A bar down there below this unpaid for room. The liberal pours and the loose women. Naked beneath their slickers. Something sad always on the jukebox. The seasoned barflies look intently at the mirror behind the bar. They think it must be playing funhouse tricks on them. But no, that is who they truly are. With all their accumulated years. All their lost hands. All their rotten luck. Of course, some kid who just turned 21 is sinking all the balls on the pool table. Pointing to the pockets as he does so.
It seems so effortless for some people. It’s as though the world is at their command. You and I never really had a chance when the odds were stacked against us like this. Still there were those days when no one could see us, and we acted foolish in the most inappropriate places. Even the graveyards were transformed into playgrounds when visited by honeymooners like us.
You playfully pouted when I beat you to the punchline. Everyone could see it coming from a mile away. Still, I should have let you have that small victory. I understand now how important these seemingly insignificant things can be.
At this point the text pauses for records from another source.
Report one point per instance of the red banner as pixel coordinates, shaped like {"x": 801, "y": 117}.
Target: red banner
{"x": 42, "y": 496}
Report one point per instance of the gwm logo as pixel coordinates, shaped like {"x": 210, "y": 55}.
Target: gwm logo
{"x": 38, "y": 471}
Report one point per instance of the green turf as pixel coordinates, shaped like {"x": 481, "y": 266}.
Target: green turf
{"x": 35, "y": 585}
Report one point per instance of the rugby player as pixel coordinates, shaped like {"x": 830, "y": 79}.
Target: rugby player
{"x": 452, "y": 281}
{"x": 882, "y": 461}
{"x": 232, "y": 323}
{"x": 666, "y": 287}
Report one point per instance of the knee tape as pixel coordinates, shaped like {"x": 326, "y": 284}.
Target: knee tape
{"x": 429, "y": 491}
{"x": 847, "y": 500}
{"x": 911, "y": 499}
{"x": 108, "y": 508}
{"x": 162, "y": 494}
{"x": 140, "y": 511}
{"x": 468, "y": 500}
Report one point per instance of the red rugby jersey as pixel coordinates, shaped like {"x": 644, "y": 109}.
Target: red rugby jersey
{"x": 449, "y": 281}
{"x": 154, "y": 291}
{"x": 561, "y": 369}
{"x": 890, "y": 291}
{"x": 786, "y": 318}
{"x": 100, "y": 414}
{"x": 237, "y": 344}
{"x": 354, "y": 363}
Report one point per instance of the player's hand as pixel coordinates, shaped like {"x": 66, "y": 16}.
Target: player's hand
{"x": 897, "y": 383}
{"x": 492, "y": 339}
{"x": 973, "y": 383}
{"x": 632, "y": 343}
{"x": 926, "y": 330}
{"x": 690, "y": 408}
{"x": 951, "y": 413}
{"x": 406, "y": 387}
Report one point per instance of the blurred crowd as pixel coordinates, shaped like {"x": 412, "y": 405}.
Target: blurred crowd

You never acted as though you were entitled to their laughter. If the joke did not land, you would simply try another. Something about a farmer’s daughter. Blinking at the tractor’s lights. Waiting for the till.
Standing on the side of the road. Waiting for someone to take pity on a penniless hitchhiker. A fair amount of dirt under the nail of the pointing thumb. No sharpie and no cardboard to make a sign that would catch the eye with a pithy beg. The cornfields seem so grand in their simplicity. Desire has eaten its way into your soul. A worm that chewed its way in and died in the apple of Eden.